Despite the cold dread creeping up his spine, Laszlo laughed. He'd been only half joking, but quickly decided to fully commit.

Nadja withdrew, sending the hat spinning onto the bed with a flick of her wrist. "This is how things will be: you'll grow into a big, strong, independent vampire. You will go on to fuck and kill so many people, and some of them will become your own little baby vampires. That's what our kind does. How we survive."

"So it's a test. The boy's first time alone without a minder."

Nadja shrugged. "If you like. I really just have something rather boring to do."

He reached for her hand again. "Less boring than wasting away in your absence—"

"Enough!" Nadja snapped, shoving him in the chest with such force that he went sprawling backwards onto the bed. "I'm not arguing about this, Laszlo.
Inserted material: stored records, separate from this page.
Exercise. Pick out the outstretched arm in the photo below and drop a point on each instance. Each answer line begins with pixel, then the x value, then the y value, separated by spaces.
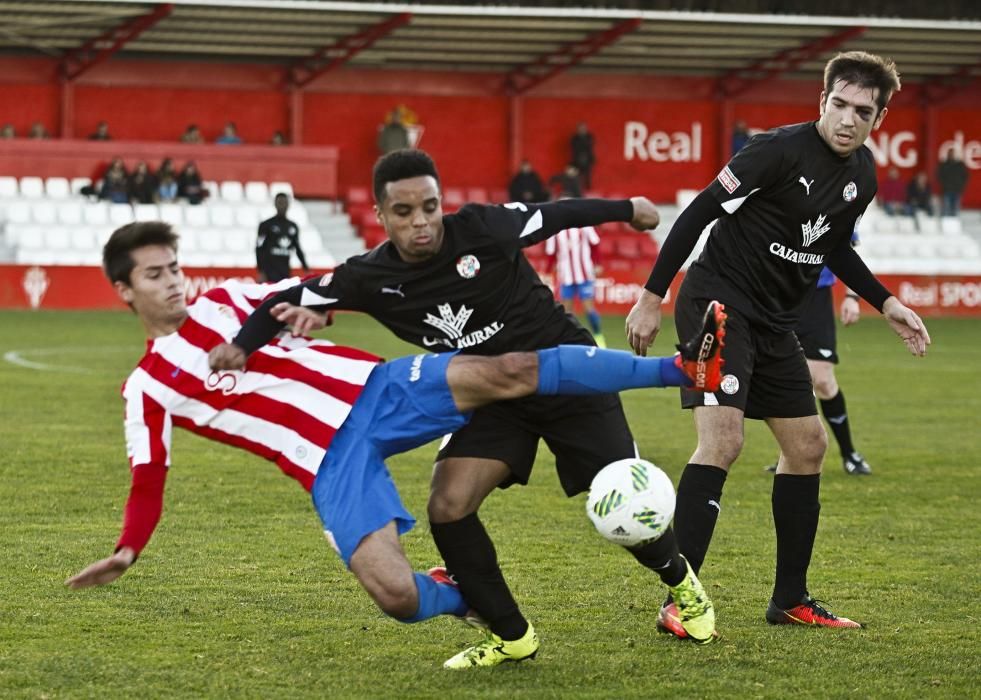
pixel 141 515
pixel 644 319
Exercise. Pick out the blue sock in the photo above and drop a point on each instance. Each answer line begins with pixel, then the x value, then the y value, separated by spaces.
pixel 582 369
pixel 436 599
pixel 593 318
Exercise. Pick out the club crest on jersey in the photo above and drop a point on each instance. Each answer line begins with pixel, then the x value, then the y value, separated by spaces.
pixel 730 384
pixel 814 231
pixel 728 181
pixel 468 266
pixel 452 325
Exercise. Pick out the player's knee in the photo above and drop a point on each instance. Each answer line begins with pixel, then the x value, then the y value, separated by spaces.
pixel 515 374
pixel 397 599
pixel 825 386
pixel 449 506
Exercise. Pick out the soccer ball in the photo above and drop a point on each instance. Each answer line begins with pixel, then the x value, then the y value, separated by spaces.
pixel 631 502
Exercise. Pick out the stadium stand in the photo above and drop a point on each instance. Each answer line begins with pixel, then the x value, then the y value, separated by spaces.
pixel 43 223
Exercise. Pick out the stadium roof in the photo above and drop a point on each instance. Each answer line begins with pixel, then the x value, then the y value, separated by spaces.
pixel 524 43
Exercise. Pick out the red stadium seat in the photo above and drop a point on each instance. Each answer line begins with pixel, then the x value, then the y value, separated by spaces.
pixel 478 195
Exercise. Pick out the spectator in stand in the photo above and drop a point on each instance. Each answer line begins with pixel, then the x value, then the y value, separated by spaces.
pixel 142 185
pixel 192 134
pixel 952 175
pixel 189 185
pixel 393 135
pixel 583 156
pixel 918 196
pixel 38 131
pixel 167 168
pixel 567 182
pixel 527 186
pixel 892 193
pixel 740 135
pixel 229 137
pixel 115 183
pixel 167 188
pixel 278 238
pixel 101 132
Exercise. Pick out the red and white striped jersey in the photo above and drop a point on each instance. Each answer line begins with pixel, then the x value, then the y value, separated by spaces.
pixel 572 249
pixel 286 406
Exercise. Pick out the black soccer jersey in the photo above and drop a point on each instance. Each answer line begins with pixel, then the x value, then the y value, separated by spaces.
pixel 478 294
pixel 278 238
pixel 791 201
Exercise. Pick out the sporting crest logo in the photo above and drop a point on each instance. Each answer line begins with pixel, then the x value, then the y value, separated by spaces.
pixel 814 231
pixel 451 324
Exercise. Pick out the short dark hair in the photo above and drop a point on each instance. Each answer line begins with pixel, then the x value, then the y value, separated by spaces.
pixel 865 70
pixel 401 165
pixel 117 259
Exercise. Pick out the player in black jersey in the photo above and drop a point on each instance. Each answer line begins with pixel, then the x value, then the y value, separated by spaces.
pixel 786 205
pixel 460 283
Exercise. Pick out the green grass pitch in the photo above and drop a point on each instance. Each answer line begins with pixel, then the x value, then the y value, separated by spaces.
pixel 239 596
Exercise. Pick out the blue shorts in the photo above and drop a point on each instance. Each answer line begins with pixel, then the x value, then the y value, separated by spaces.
pixel 584 290
pixel 405 403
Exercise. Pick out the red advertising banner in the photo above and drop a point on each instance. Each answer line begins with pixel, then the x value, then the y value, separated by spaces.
pixel 70 287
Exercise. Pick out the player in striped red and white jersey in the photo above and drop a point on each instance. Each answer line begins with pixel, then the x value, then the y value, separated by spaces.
pixel 576 265
pixel 314 408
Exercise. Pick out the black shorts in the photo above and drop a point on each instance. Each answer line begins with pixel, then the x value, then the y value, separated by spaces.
pixel 585 433
pixel 816 328
pixel 765 373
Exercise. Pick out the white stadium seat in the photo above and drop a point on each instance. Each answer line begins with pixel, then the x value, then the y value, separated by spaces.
pixel 83 238
pixel 58 238
pixel 95 213
pixel 188 241
pixel 18 212
pixel 69 212
pixel 172 213
pixel 277 187
pixel 311 242
pixel 239 241
pixel 222 215
pixel 210 241
pixel 57 188
pixel 8 187
pixel 196 215
pixel 78 183
pixel 256 192
pixel 950 224
pixel 247 216
pixel 44 212
pixel 120 214
pixel 146 212
pixel 232 191
pixel 32 187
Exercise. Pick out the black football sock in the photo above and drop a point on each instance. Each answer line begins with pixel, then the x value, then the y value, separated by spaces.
pixel 698 508
pixel 661 557
pixel 796 509
pixel 470 556
pixel 837 417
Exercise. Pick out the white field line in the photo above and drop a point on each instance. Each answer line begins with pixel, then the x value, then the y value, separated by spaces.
pixel 17 357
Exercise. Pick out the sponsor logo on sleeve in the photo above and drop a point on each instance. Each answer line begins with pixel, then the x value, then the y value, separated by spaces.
pixel 730 183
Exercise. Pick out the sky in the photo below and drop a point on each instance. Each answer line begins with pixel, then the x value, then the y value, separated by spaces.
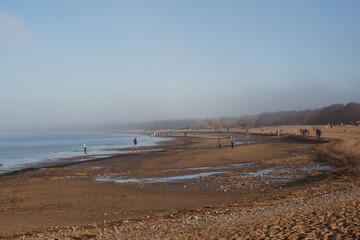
pixel 98 62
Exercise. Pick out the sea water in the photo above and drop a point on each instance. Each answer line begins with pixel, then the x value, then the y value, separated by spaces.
pixel 19 151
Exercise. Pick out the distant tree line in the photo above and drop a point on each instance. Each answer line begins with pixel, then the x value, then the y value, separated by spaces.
pixel 336 114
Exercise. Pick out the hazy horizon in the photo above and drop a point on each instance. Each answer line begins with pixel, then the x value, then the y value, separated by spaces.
pixel 84 63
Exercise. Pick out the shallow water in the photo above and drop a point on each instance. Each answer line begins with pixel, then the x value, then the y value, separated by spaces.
pixel 19 151
pixel 261 176
pixel 172 179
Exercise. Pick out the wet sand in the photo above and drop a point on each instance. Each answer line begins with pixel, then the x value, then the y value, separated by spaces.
pixel 279 186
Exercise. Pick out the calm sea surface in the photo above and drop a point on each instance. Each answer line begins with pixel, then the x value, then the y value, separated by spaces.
pixel 18 151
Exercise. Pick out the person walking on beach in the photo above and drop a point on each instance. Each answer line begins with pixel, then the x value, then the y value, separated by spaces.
pixel 135 145
pixel 319 134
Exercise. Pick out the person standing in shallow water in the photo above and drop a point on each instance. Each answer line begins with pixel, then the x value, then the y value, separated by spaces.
pixel 135 145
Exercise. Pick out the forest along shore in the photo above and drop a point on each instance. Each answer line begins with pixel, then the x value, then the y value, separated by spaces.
pixel 279 186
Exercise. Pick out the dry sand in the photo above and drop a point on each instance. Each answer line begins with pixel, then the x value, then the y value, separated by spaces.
pixel 285 189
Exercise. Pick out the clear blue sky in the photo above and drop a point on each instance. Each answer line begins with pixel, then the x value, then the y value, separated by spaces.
pixel 89 62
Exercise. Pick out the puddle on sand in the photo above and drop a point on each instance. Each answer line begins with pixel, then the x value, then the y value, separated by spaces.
pixel 172 179
pixel 229 166
pixel 316 167
pixel 264 175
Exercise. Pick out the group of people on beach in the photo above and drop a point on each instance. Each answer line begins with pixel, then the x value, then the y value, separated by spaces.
pixel 232 141
pixel 135 148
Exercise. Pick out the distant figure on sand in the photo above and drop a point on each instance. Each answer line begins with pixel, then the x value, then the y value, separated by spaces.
pixel 135 145
pixel 318 133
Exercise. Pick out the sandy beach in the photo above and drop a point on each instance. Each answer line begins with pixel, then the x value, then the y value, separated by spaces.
pixel 268 186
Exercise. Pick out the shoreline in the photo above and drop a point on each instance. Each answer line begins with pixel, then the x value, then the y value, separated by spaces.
pixel 220 194
pixel 51 162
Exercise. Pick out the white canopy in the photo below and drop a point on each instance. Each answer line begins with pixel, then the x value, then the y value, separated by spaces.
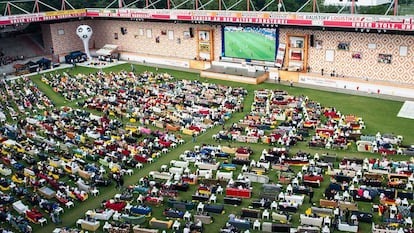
pixel 107 50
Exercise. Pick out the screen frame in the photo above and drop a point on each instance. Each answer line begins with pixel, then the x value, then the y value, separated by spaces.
pixel 223 47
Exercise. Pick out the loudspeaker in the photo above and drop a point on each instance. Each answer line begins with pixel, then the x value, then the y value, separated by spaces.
pixel 191 32
pixel 312 40
pixel 123 31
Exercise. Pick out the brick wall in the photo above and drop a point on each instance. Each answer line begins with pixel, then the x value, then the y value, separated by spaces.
pixel 141 38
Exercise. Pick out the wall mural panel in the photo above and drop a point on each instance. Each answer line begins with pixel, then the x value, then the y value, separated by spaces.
pixel 369 46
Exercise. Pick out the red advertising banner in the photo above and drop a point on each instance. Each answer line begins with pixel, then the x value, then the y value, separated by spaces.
pixel 401 23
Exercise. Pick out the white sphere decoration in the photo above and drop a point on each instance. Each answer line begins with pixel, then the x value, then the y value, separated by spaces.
pixel 85 33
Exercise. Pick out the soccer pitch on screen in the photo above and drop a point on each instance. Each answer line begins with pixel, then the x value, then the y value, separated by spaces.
pixel 250 43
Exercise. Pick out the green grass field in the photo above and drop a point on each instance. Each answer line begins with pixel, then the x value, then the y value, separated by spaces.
pixel 378 114
pixel 249 45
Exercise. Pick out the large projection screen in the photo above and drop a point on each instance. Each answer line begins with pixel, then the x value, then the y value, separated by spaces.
pixel 250 43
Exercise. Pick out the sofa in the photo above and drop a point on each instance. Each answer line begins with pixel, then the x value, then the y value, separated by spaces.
pixel 218 209
pixel 160 224
pixel 328 203
pixel 322 212
pixel 100 215
pixel 138 229
pixel 204 218
pixel 232 200
pixel 311 221
pixel 133 219
pixel 90 225
pixel 250 213
pixel 240 223
pixel 347 227
pixel 274 227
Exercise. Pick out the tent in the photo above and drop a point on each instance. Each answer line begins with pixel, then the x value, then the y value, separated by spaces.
pixel 108 50
pixel 44 63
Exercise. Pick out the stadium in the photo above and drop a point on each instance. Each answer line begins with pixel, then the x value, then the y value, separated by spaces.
pixel 198 116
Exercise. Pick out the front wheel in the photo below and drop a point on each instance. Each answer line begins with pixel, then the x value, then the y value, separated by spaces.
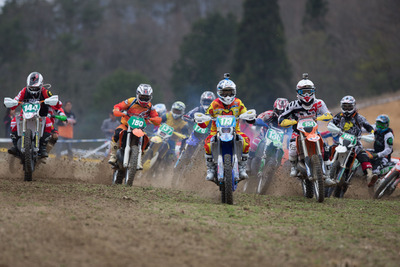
pixel 384 185
pixel 318 178
pixel 29 163
pixel 228 192
pixel 132 165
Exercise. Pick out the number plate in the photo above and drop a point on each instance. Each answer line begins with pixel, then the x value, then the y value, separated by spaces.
pixel 226 121
pixel 165 128
pixel 31 107
pixel 349 137
pixel 199 130
pixel 136 122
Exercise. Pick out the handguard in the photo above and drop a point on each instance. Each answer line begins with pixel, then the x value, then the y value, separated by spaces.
pixel 325 117
pixel 201 118
pixel 287 123
pixel 249 115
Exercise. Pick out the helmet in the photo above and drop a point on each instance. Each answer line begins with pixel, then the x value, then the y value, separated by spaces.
pixel 144 93
pixel 161 109
pixel 305 92
pixel 226 90
pixel 34 83
pixel 206 98
pixel 178 109
pixel 348 105
pixel 382 122
pixel 279 105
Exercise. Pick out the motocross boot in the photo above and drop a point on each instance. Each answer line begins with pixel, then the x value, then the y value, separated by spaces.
pixel 293 169
pixel 242 167
pixel 210 168
pixel 43 145
pixel 371 177
pixel 113 153
pixel 14 149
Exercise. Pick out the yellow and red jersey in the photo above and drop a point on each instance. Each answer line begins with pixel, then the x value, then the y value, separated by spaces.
pixel 216 108
pixel 133 108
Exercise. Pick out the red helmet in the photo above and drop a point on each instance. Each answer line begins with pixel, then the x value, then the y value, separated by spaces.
pixel 279 105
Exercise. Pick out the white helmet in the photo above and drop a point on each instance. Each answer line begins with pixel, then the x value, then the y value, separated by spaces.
pixel 34 83
pixel 178 109
pixel 305 92
pixel 348 105
pixel 206 98
pixel 161 109
pixel 144 93
pixel 226 90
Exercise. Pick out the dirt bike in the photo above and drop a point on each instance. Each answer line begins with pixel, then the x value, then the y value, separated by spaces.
pixel 271 159
pixel 226 149
pixel 344 162
pixel 385 186
pixel 30 129
pixel 310 165
pixel 158 156
pixel 190 152
pixel 129 155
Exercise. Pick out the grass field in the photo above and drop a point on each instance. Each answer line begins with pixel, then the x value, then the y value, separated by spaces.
pixel 65 223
It's only two bloody days. You'll be a good boy and wait, I'll come back and teach you to kill properly, and we'll make crazy love to celebrate. Yes?"

"Yes. I'll be with you in spirit only, my darling," Laszlo wheezed, wrenching his now-crushed hat out from under his back. He didn't try to sit up, only reached toward the ceiling dramatically and recited, "'From thee I will never part, ancient person of my heart.'"

"You're calling me old?" she said, and he didn't need to see her to know her lips were drawn back over her fangs.

"Ah, it's a compliment. Well, I meant it as a compliment. An ancient, powerful vampire, as venerable as she is dangerous..."

This seemed to soothe her; she entered his field of vision from above, her demeanor relaxed. "I am powerful and dangerous and that other word. Which is why you ought to listen to my wisdom, my love." She bent to kiss him, and though Laszlo yearned to pull her down with him, he let her draw away. "Now stay put 'til overmorrow."

Without waiting for an answer, possibly to keep him from protesting yet again, Nadja transformed into a bat and, with a farewell screech, swooped out the window.

Laszlo remained on his back, looking at the canopy stretching over the bed and listening to the wall clock ticking down the seconds in the otherwise silent room. After thirty seconds exactly, he decided he was going to have to follow her.